Managing electronic records, including records already in digital format and those in the process of being converted, is also vital to an effective records program. Following are some insights to keep in mind for improving your management of electronic and paper-based records:

Process analysis: Analyze current processes and procedures to create a benchmark between the current state and desired outcome.

Records classification: Either at creation or upon receipt, classify each record as such to ensure that it is recognized appropriately, and then separate the documents that have no value or are copies and can, thus, be discarded.

Retention and disposition: Create a retention schedule that will help determine what data or information should be declared a record, and how each record should be managed throughout its life cycle. This also includes the later stages such as disposition, when either permanent archiving or destruction takes place.

Electronic records management: Managing records electronically can dramatically reduce document retrieval time, freeing up staff to work on tasks of higher value than filing, storing and searching.

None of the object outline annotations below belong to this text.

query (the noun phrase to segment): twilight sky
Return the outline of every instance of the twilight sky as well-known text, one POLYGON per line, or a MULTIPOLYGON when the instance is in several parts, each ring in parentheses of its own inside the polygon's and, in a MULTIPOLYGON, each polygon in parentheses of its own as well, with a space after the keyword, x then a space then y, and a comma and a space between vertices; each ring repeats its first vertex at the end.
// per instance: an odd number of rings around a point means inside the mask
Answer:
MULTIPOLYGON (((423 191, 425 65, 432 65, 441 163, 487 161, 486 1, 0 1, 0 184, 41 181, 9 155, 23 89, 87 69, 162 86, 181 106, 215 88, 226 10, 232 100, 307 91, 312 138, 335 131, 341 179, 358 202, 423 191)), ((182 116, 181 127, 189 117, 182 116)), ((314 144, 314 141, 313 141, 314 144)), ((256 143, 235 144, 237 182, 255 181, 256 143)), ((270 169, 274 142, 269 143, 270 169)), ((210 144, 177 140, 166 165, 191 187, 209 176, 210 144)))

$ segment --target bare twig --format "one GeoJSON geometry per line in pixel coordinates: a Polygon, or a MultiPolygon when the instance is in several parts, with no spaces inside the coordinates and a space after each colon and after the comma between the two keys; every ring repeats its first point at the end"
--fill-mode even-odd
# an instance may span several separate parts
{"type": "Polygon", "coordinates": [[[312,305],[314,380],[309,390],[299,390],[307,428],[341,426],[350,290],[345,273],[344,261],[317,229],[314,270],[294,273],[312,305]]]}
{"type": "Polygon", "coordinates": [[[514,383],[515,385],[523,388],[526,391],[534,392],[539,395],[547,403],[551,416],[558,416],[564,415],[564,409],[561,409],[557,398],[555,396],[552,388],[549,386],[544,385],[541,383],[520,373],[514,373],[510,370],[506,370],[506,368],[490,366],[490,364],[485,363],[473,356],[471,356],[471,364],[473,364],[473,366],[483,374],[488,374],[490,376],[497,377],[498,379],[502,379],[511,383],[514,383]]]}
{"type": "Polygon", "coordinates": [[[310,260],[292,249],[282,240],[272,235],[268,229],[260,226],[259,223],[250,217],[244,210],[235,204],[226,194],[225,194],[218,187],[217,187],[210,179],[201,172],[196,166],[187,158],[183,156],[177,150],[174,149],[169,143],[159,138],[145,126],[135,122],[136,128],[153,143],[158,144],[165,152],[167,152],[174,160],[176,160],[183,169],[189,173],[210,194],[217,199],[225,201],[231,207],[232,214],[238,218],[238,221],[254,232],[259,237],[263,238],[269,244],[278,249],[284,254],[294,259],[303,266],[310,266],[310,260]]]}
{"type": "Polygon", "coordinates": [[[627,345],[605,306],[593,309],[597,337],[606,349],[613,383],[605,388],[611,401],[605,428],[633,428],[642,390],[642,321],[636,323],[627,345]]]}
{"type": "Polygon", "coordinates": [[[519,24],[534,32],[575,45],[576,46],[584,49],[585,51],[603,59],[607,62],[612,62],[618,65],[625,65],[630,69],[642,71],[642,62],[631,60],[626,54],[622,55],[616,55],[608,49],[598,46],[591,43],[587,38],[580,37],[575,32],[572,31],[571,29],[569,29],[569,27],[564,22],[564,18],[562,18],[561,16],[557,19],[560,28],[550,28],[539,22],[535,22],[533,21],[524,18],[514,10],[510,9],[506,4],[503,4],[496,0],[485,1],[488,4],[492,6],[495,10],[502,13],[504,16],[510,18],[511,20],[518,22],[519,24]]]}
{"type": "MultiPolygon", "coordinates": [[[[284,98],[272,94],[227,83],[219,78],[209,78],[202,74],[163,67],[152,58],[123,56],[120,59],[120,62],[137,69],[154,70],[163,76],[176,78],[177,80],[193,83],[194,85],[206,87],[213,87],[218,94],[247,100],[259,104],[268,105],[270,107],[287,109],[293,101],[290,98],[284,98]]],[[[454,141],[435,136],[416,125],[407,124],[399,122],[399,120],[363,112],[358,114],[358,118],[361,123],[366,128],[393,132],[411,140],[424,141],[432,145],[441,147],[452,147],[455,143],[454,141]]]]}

Physical records management: Establishing a records center for secure access to physical records is important but should involve rigorous electronic tracking to allow for more efficient archiving and retrieval. It is important to note that electronic- and paper-based records should be managed in a similar fashion, not disjointedly as is the norm within many corporations.

Imaging and data capture: Utilize paper to digital conversion services and technology that includes scanning, coding, OCR and document discovery.

IT departments are expected to maintain an organization's network to ensure speed and security, topics which are very visible and are generally top of mind. This emphasis often causes a diversion of resources away from the records management program, however, as records management is not something that affects everybody's daily lives in the way that Internet speed and password security does. Enterprises tend to forget about records management programs until they are needed and sometimes official records have already been prematurely disposed of by this point or simply cannot be located within the digital chaos. An effective records management program can help your company mitigate risks, manage complaints, support reputation management initiatives, provide employees easy access to information and save money in the event of legal proceedings.